Marie Boudreau, Quebec City, gets ready to start Sunday’s Minus33 Eastern Telemark Series sprint classic at Wildcat Ski Area in Pinkham Notch, N.H. The race involves both Alpine and Nordic features.
Marie Boudreau, Quebec City, gets ready to start Sunday’s Minus33 Eastern Telemark Series sprint classic at Wildcat Ski Area in Pinkham Notch, N.H. The race involves both Alpine and Nordic features.

Telemark racing isn’t about old-school soft leather boots and three-pin bindings anymore.

The gear’s lighter and sturdier. There are still giant slalom gates, but there’s also a jump — a 360 degree banked turn called a reipelykkje — and cross-country style sprints.

There is now a Telemark freeskiing discipline, too.

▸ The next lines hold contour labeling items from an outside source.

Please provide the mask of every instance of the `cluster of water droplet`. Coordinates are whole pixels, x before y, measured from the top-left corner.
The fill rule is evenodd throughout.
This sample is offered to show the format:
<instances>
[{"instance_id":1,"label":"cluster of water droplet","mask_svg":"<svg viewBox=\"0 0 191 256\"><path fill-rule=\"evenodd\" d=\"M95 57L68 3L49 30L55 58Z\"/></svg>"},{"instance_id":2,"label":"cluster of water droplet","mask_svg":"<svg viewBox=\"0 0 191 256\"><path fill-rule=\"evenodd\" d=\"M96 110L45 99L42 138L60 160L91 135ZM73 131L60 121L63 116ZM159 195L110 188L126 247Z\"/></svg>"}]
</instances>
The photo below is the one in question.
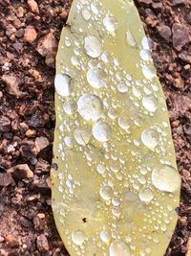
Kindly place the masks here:
<instances>
[{"instance_id":1,"label":"cluster of water droplet","mask_svg":"<svg viewBox=\"0 0 191 256\"><path fill-rule=\"evenodd\" d=\"M61 72L55 77L55 90L61 103L57 114L57 150L65 162L64 174L58 175L58 190L64 205L75 205L84 196L84 184L77 180L83 172L78 169L77 161L82 161L89 167L92 177L99 182L96 195L87 199L91 204L91 199L96 198L98 206L92 214L98 218L97 209L102 208L108 214L107 222L101 223L92 238L94 250L101 249L100 255L127 256L134 255L138 246L138 255L149 255L150 242L159 241L145 234L166 231L173 209L160 203L160 199L170 193L169 197L175 200L173 193L179 189L180 177L165 160L170 155L164 148L168 124L155 123L152 119L162 103L158 99L159 88L155 81L148 40L143 37L138 45L129 28L124 35L127 49L138 49L140 60L135 66L141 69L142 79L138 81L122 68L117 57L104 51L105 39L91 30L96 22L105 37L115 37L118 22L113 13L98 1L90 0L79 1L77 12L88 22L90 34L79 27L77 39L65 35L63 48L67 48L71 63L61 62ZM164 105L160 110L165 111ZM170 147L171 142L168 144ZM76 159L71 158L74 154ZM138 163L136 168L135 162ZM77 174L75 177L70 174L72 169ZM94 184L97 183L93 180L93 189ZM60 221L64 224L63 217L70 211L67 206L66 211L62 208ZM88 224L66 234L76 255L87 255ZM121 231L124 227L125 236ZM138 241L142 241L142 244L138 244Z\"/></svg>"}]
</instances>

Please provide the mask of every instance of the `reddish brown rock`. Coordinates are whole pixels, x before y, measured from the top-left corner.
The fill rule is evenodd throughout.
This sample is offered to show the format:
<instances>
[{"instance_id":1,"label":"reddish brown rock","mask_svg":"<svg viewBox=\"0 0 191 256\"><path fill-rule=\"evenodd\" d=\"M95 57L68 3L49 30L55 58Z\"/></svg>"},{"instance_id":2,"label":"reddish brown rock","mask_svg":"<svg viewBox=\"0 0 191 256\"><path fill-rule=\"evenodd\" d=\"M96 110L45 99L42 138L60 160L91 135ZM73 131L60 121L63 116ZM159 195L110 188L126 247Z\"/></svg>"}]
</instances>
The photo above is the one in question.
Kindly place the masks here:
<instances>
[{"instance_id":1,"label":"reddish brown rock","mask_svg":"<svg viewBox=\"0 0 191 256\"><path fill-rule=\"evenodd\" d=\"M32 43L37 37L37 32L32 26L27 26L24 34L24 41Z\"/></svg>"},{"instance_id":2,"label":"reddish brown rock","mask_svg":"<svg viewBox=\"0 0 191 256\"><path fill-rule=\"evenodd\" d=\"M175 23L172 28L173 32L173 47L180 51L181 48L190 42L189 33L186 27L181 24Z\"/></svg>"}]
</instances>

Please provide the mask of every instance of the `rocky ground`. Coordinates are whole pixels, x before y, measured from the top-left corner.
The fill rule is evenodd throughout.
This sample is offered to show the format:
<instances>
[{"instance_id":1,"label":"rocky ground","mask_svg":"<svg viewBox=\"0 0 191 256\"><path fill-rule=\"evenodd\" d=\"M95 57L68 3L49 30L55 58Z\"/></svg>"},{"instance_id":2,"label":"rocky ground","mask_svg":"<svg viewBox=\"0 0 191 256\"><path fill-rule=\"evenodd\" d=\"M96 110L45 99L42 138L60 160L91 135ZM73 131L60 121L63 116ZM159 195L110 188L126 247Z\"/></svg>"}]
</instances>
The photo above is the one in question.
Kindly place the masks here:
<instances>
[{"instance_id":1,"label":"rocky ground","mask_svg":"<svg viewBox=\"0 0 191 256\"><path fill-rule=\"evenodd\" d=\"M182 178L168 256L191 255L191 1L135 0ZM71 1L0 0L0 255L68 255L51 210L54 57Z\"/></svg>"}]
</instances>

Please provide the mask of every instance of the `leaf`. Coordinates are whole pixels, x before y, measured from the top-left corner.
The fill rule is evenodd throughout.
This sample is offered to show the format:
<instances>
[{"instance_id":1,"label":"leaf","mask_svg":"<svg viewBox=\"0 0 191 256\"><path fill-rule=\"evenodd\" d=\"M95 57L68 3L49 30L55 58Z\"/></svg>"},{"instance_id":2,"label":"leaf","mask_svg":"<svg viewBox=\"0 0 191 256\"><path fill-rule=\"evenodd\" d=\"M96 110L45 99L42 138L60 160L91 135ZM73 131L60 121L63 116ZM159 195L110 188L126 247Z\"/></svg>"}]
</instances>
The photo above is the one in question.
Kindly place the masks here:
<instances>
[{"instance_id":1,"label":"leaf","mask_svg":"<svg viewBox=\"0 0 191 256\"><path fill-rule=\"evenodd\" d=\"M53 211L72 256L161 256L180 178L133 1L74 1L56 58Z\"/></svg>"}]
</instances>

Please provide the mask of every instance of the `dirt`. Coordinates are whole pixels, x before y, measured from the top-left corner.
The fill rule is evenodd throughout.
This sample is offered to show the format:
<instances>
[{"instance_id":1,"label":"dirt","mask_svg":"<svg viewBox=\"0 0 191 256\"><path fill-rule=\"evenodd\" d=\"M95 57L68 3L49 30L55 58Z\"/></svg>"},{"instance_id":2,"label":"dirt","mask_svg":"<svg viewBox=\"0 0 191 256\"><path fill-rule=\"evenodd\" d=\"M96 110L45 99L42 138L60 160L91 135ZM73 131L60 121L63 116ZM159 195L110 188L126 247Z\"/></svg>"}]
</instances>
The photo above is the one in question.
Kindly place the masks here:
<instances>
[{"instance_id":1,"label":"dirt","mask_svg":"<svg viewBox=\"0 0 191 256\"><path fill-rule=\"evenodd\" d=\"M191 1L135 0L182 179L168 256L191 251ZM71 1L0 0L0 255L68 255L52 209L54 58ZM187 251L187 252L186 252Z\"/></svg>"}]
</instances>

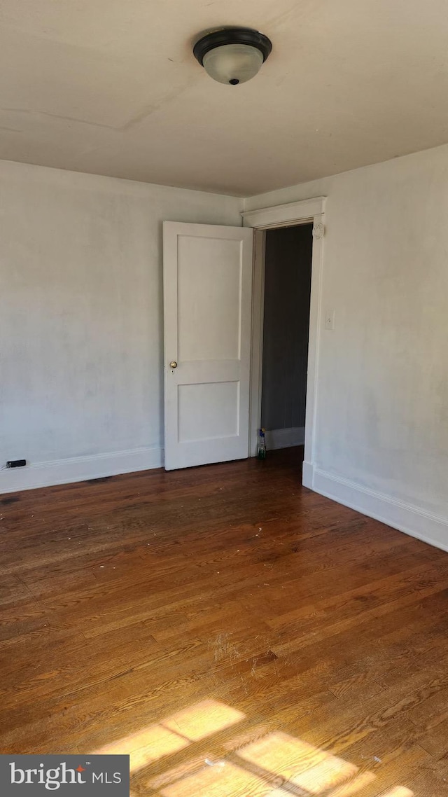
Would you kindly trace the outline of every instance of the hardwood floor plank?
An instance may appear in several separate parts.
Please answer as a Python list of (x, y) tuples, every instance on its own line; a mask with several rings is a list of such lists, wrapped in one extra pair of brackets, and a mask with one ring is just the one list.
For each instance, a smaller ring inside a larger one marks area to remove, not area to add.
[(2, 497), (2, 752), (128, 752), (133, 797), (443, 794), (448, 555), (301, 465)]

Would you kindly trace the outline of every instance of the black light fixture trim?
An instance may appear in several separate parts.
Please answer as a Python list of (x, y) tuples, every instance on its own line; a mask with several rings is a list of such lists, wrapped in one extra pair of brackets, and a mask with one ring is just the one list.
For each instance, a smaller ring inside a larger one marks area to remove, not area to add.
[(250, 45), (251, 47), (255, 47), (262, 53), (263, 61), (272, 50), (270, 39), (258, 30), (253, 30), (252, 28), (222, 28), (206, 33), (196, 41), (193, 54), (201, 66), (203, 66), (204, 56), (207, 53), (215, 47), (222, 47), (226, 45)]

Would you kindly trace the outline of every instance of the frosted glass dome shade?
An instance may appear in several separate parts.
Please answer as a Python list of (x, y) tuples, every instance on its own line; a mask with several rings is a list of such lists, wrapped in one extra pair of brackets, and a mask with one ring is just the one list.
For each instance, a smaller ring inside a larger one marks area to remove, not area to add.
[(263, 61), (263, 53), (251, 45), (223, 45), (206, 53), (202, 65), (214, 80), (235, 86), (254, 77)]

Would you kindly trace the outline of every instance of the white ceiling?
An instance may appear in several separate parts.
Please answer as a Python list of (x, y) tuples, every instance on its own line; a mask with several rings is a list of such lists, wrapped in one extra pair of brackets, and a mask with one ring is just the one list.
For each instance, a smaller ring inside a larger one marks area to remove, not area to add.
[[(196, 34), (255, 27), (215, 83)], [(448, 141), (446, 0), (2, 0), (0, 158), (250, 195)]]

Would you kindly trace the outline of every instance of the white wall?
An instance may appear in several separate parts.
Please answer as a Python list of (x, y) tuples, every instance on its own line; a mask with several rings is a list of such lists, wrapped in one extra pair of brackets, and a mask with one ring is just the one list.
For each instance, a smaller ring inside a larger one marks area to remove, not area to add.
[(448, 146), (246, 200), (327, 195), (312, 486), (448, 549)]
[(0, 492), (161, 464), (161, 222), (241, 206), (0, 162)]

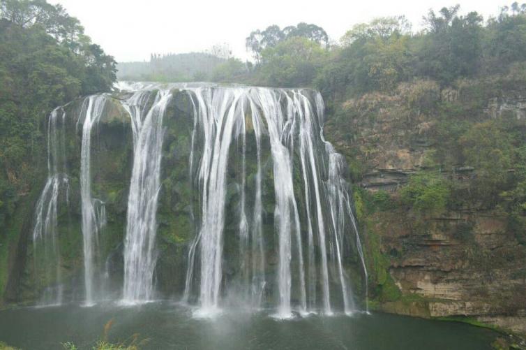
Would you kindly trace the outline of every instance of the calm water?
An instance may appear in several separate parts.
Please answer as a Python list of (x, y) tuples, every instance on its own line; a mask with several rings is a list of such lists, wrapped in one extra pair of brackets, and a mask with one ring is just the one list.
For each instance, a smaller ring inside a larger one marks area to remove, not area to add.
[(288, 321), (265, 312), (228, 312), (195, 319), (192, 311), (168, 302), (138, 307), (64, 306), (0, 312), (0, 340), (23, 349), (62, 349), (73, 342), (91, 349), (113, 319), (110, 340), (134, 333), (147, 340), (142, 349), (491, 349), (496, 334), (466, 324), (383, 314)]

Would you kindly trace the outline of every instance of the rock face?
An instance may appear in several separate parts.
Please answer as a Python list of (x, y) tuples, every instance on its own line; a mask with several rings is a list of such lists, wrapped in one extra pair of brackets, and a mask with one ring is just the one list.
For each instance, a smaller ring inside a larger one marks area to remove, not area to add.
[[(419, 297), (421, 314), (502, 326), (513, 319), (506, 328), (526, 332), (526, 249), (497, 214), (444, 215), (419, 228), (392, 217), (378, 220), (389, 223), (382, 233), (388, 271), (403, 296)], [(412, 314), (411, 307), (397, 312)]]
[[(327, 135), (345, 154), (351, 171), (359, 168), (354, 177), (366, 196), (384, 190), (396, 198), (411, 175), (426, 169), (469, 191), (477, 169), (437, 165), (436, 146), (446, 142), (437, 127), (443, 113), (437, 106), (460, 106), (466, 111), (462, 117), (469, 122), (526, 122), (523, 87), (472, 98), (474, 90), (481, 94), (488, 84), (463, 83), (440, 91), (433, 82), (417, 81), (391, 94), (366, 94), (344, 103), (329, 121)], [(477, 103), (480, 107), (472, 107)], [(343, 118), (348, 126), (338, 126)], [(461, 152), (451, 148), (439, 156), (447, 163)], [(458, 316), (526, 333), (526, 246), (498, 207), (466, 202), (439, 214), (393, 205), (359, 217), (373, 271), (372, 304), (387, 312)]]

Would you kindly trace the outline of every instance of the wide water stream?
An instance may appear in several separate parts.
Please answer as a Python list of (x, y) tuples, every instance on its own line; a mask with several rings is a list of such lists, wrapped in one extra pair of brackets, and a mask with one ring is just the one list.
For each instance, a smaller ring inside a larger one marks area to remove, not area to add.
[(0, 341), (22, 349), (91, 349), (112, 320), (110, 342), (138, 334), (141, 349), (491, 349), (497, 334), (464, 323), (373, 313), (289, 320), (228, 311), (196, 319), (193, 309), (167, 301), (122, 307), (66, 305), (0, 312)]

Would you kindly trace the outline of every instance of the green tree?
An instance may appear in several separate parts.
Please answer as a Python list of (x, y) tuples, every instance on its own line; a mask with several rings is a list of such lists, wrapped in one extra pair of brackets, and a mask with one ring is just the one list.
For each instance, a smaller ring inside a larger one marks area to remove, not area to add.
[(258, 72), (260, 81), (272, 86), (309, 86), (326, 55), (317, 43), (306, 38), (290, 38), (263, 50)]

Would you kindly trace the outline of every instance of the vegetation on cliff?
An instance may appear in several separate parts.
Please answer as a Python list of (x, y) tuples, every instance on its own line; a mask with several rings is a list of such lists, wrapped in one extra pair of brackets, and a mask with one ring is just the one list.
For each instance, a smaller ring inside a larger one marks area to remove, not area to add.
[(0, 1), (0, 226), (45, 173), (43, 121), (80, 95), (110, 91), (115, 61), (79, 21), (45, 0)]

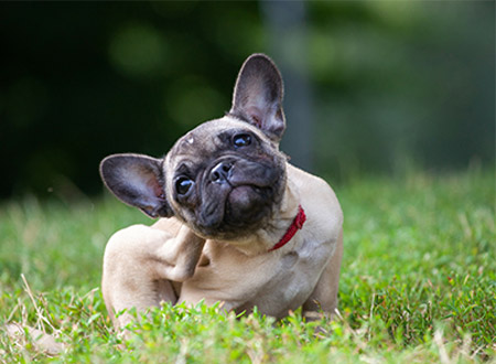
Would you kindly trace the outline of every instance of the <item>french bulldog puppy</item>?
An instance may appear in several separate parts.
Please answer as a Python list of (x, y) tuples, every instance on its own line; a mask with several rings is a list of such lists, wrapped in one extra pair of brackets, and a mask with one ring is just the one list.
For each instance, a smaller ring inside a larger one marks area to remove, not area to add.
[(107, 188), (159, 217), (110, 238), (103, 293), (114, 324), (162, 301), (283, 318), (332, 314), (343, 255), (343, 213), (326, 182), (288, 163), (283, 85), (274, 63), (244, 63), (233, 107), (187, 132), (162, 159), (114, 154)]

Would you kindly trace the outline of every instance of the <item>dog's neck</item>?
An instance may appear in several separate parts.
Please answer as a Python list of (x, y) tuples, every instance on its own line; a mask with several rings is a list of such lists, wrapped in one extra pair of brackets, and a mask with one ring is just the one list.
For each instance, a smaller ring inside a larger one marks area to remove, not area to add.
[[(279, 208), (276, 208), (271, 224), (258, 229), (244, 240), (226, 242), (248, 256), (263, 254), (273, 249), (281, 240), (300, 211), (300, 193), (298, 186), (288, 179)], [(288, 242), (290, 246), (292, 242)], [(283, 250), (282, 247), (280, 250)]]

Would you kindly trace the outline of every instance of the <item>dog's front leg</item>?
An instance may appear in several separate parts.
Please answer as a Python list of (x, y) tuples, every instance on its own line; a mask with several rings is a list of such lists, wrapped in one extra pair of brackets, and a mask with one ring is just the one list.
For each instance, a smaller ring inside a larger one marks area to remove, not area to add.
[(125, 309), (175, 303), (172, 282), (193, 276), (204, 244), (187, 226), (176, 235), (144, 225), (114, 234), (105, 250), (101, 287), (115, 325), (122, 328), (132, 319), (128, 313), (116, 319), (115, 313)]
[(339, 282), (341, 260), (343, 258), (343, 232), (341, 232), (334, 255), (327, 261), (324, 271), (309, 299), (303, 303), (303, 317), (313, 321), (322, 314), (332, 318), (337, 308), (337, 288)]

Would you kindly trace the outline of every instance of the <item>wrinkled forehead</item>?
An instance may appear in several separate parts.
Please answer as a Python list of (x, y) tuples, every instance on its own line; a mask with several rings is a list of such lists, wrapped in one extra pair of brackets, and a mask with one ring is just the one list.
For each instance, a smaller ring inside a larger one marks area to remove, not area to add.
[(180, 138), (174, 147), (172, 147), (168, 158), (208, 156), (218, 149), (223, 136), (247, 131), (256, 133), (260, 139), (267, 139), (256, 127), (229, 116), (206, 121)]

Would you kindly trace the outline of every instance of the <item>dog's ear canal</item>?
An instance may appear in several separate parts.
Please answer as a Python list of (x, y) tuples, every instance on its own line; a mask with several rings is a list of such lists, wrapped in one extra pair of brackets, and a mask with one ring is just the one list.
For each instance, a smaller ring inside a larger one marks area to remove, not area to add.
[(105, 185), (122, 202), (150, 217), (173, 215), (164, 191), (162, 161), (141, 154), (114, 154), (100, 163)]
[(279, 142), (285, 129), (282, 77), (265, 54), (252, 54), (239, 71), (230, 115), (261, 129)]

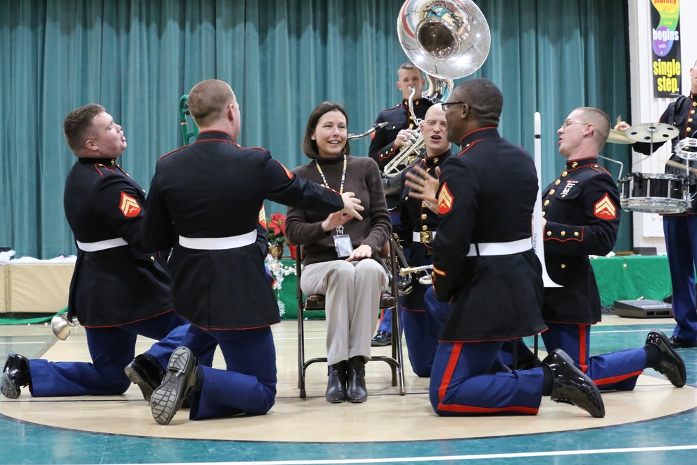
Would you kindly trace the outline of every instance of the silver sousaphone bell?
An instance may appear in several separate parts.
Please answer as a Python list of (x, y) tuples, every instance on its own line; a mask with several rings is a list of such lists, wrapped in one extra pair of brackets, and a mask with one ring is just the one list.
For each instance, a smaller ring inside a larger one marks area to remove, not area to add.
[(472, 0), (407, 0), (397, 29), (409, 59), (442, 79), (464, 77), (478, 70), (491, 45), (489, 24)]
[(77, 324), (79, 324), (77, 319), (71, 320), (66, 311), (51, 319), (51, 330), (56, 337), (64, 341), (70, 337), (70, 328)]

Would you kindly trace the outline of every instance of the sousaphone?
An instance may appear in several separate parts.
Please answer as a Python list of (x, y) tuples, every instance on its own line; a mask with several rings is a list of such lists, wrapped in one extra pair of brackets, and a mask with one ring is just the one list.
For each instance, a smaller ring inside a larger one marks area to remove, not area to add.
[[(452, 79), (481, 68), (491, 45), (489, 24), (471, 0), (407, 0), (399, 10), (397, 30), (406, 56), (427, 75), (429, 86), (424, 95), (443, 100), (452, 89)], [(411, 102), (410, 98), (410, 111), (416, 121)], [(421, 142), (415, 142), (415, 146), (423, 144), (423, 135), (419, 139)], [(400, 165), (397, 158), (391, 163)], [(433, 265), (404, 265), (400, 274), (404, 277), (432, 268)], [(431, 284), (429, 278), (422, 276), (419, 281)]]
[(471, 0), (407, 0), (397, 18), (399, 43), (424, 73), (454, 79), (478, 70), (491, 45), (489, 24)]

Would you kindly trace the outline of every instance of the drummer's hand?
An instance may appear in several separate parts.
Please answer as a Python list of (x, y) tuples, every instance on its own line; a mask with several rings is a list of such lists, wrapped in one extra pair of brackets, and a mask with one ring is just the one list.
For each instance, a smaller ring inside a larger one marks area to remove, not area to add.
[(631, 127), (631, 126), (630, 126), (629, 123), (627, 123), (627, 121), (620, 121), (619, 123), (615, 125), (615, 130), (622, 131), (622, 132), (624, 132)]

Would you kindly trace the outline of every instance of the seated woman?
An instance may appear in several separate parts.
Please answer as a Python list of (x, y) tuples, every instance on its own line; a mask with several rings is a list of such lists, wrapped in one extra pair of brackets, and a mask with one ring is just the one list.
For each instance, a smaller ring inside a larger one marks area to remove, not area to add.
[(291, 207), (286, 218), (289, 242), (303, 246), (302, 292), (326, 296), (325, 397), (332, 403), (367, 399), (365, 363), (370, 360), (380, 297), (388, 285), (378, 252), (392, 230), (378, 164), (368, 157), (351, 156), (348, 121), (342, 105), (318, 105), (302, 142), (302, 151), (312, 160), (293, 172), (339, 192), (355, 192), (365, 208), (363, 219)]

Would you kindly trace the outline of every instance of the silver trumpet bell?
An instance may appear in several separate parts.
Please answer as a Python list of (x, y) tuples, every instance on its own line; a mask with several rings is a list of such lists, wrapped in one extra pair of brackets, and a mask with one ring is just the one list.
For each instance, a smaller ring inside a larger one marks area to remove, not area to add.
[(70, 328), (77, 324), (77, 319), (71, 320), (68, 317), (68, 312), (63, 312), (51, 319), (51, 330), (53, 335), (61, 341), (70, 337)]
[(397, 17), (397, 34), (416, 66), (443, 79), (478, 70), (491, 45), (489, 24), (472, 0), (407, 0)]

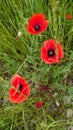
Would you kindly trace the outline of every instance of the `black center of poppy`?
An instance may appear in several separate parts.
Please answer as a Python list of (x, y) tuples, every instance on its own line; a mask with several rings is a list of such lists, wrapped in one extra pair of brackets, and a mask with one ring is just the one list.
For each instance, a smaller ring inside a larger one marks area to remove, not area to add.
[(54, 50), (48, 50), (48, 56), (50, 56), (50, 57), (55, 56), (55, 51)]
[(40, 31), (40, 25), (36, 25), (35, 27), (34, 27), (34, 29), (35, 29), (35, 31)]
[(21, 90), (22, 90), (22, 84), (19, 85), (19, 91), (21, 91)]

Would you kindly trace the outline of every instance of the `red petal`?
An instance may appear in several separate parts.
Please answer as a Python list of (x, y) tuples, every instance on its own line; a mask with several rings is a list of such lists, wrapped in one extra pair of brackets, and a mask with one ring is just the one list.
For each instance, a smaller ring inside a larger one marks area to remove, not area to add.
[(59, 52), (58, 58), (60, 58), (60, 59), (64, 58), (63, 47), (61, 44), (58, 44), (58, 52)]
[(30, 24), (28, 24), (27, 30), (28, 30), (28, 32), (30, 32), (31, 34), (36, 34), (34, 28), (33, 28)]
[(14, 96), (16, 94), (16, 90), (15, 89), (10, 89), (9, 90), (9, 95), (11, 95), (11, 96)]
[(20, 79), (20, 76), (18, 74), (15, 74), (14, 77), (12, 78), (11, 86), (18, 89), (19, 88), (19, 79)]
[(29, 96), (29, 95), (30, 95), (30, 87), (28, 86), (25, 90), (22, 91), (22, 93), (23, 93), (24, 95), (26, 95), (26, 96), (27, 96), (27, 95)]
[(11, 93), (9, 93), (9, 100), (13, 103), (16, 103), (16, 101), (18, 100), (18, 98), (20, 98), (21, 95), (20, 93), (16, 92), (15, 95), (12, 95)]
[(49, 24), (49, 21), (48, 21), (48, 20), (44, 21), (43, 27), (41, 28), (41, 32), (42, 32), (43, 30), (45, 31), (45, 30), (47, 29), (48, 24)]
[(30, 18), (29, 23), (35, 26), (36, 24), (42, 24), (45, 19), (46, 17), (44, 14), (35, 14)]
[(22, 103), (27, 100), (27, 97), (25, 95), (21, 95), (16, 101), (16, 103)]

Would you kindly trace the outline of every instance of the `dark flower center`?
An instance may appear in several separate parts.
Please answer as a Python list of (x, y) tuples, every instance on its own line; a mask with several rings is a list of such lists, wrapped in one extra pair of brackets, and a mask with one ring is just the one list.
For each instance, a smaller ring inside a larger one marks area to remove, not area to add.
[(40, 25), (36, 25), (36, 26), (34, 27), (35, 31), (40, 31), (40, 28), (41, 28)]
[(55, 56), (55, 51), (54, 50), (48, 50), (48, 56), (50, 56), (50, 57)]
[(22, 84), (19, 85), (19, 91), (22, 91)]

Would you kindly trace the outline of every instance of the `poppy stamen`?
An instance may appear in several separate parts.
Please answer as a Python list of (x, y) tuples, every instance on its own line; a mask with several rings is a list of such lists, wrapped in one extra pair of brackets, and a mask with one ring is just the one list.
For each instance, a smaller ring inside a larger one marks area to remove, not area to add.
[(22, 84), (19, 85), (19, 91), (22, 91)]
[(35, 31), (40, 31), (40, 28), (41, 28), (40, 25), (36, 25), (36, 26), (34, 27)]
[(50, 56), (50, 57), (55, 56), (55, 51), (54, 50), (48, 50), (48, 56)]

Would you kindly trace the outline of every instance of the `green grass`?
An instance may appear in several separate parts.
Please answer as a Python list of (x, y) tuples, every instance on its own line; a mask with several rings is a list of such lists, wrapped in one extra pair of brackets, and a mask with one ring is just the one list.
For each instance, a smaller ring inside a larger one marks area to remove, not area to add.
[[(50, 24), (35, 36), (27, 32), (26, 26), (36, 12), (44, 13)], [(66, 20), (67, 13), (72, 15), (71, 20)], [(17, 38), (19, 31), (23, 33), (21, 38)], [(51, 38), (58, 40), (65, 52), (62, 62), (56, 65), (47, 65), (40, 58), (43, 42)], [(31, 86), (31, 96), (19, 105), (8, 100), (15, 73), (25, 77)], [(63, 103), (64, 95), (73, 100), (72, 77), (73, 1), (0, 0), (0, 99), (4, 100), (0, 102), (0, 130), (67, 130), (73, 126), (72, 118), (66, 117), (73, 105)], [(39, 91), (42, 85), (47, 86), (47, 91)], [(50, 92), (54, 92), (55, 99), (50, 99)], [(43, 102), (39, 109), (35, 106), (38, 100)]]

“There is more of an adventure race type of mentality to competitive telemark,” says United States Telemark Ski Association (USTSA) President Garrett Long. “You take the gates of an alpine course and throw in the adrenaline of jumps and the endurance of cross-country.”

The non-profit USTSA is the governing body of the U.S. Telemark Ski Team and Telemark Freeskiing. It oversees several New England races, including the Minus33 Eastern Telemark Series sprint classic last Sunday at Wildcat Mountain Ski Area in Pinkham Notch, N.H.

Telemark is a free-heeled pursuit combining both Alpine and Nordic styles. It was developed in Norway’s Telemark region and pioneered by racer Sondre Nordheim in the late 1860s.

Though Telemark has a relatively recent racing history in the U.S., it’s been getting crazy.

In the one-run classic format, racers go through gates but also have features that can include a jump, the reipelykkje (pronounced “rap-uh-loosh-uh” and also known as the rap) — roundabout sprint on a 360-degree layout — and a skating section. The sprint classic is similar to the classic format, but racers take two runs and the course is shorter.

The parallel sprint classic is a single elimination race that has two competitors going side-by-side in a course that has a mid-route jump, followed by the rap and a skate. That was introduced to World Cup racing in 2012 with hopes of it becoming part of the Olympics.

New Boston, N.H. resident Miles Fey, 17, used to be a terrain park guy, but now is a national Telemark development team member.

“I like that it encompasses lots of disciplines in one race — gates, jumps and Nordic,” said the Derryfield School student. “The jump provides a different dynamic. You need to have the right amount of speed and time your landing well. If not, you might eat it.”

Then there’s the circle, the rap.

“That’s crazy,” he says. “It’s like a pump track and it gives you a push to start the skate.”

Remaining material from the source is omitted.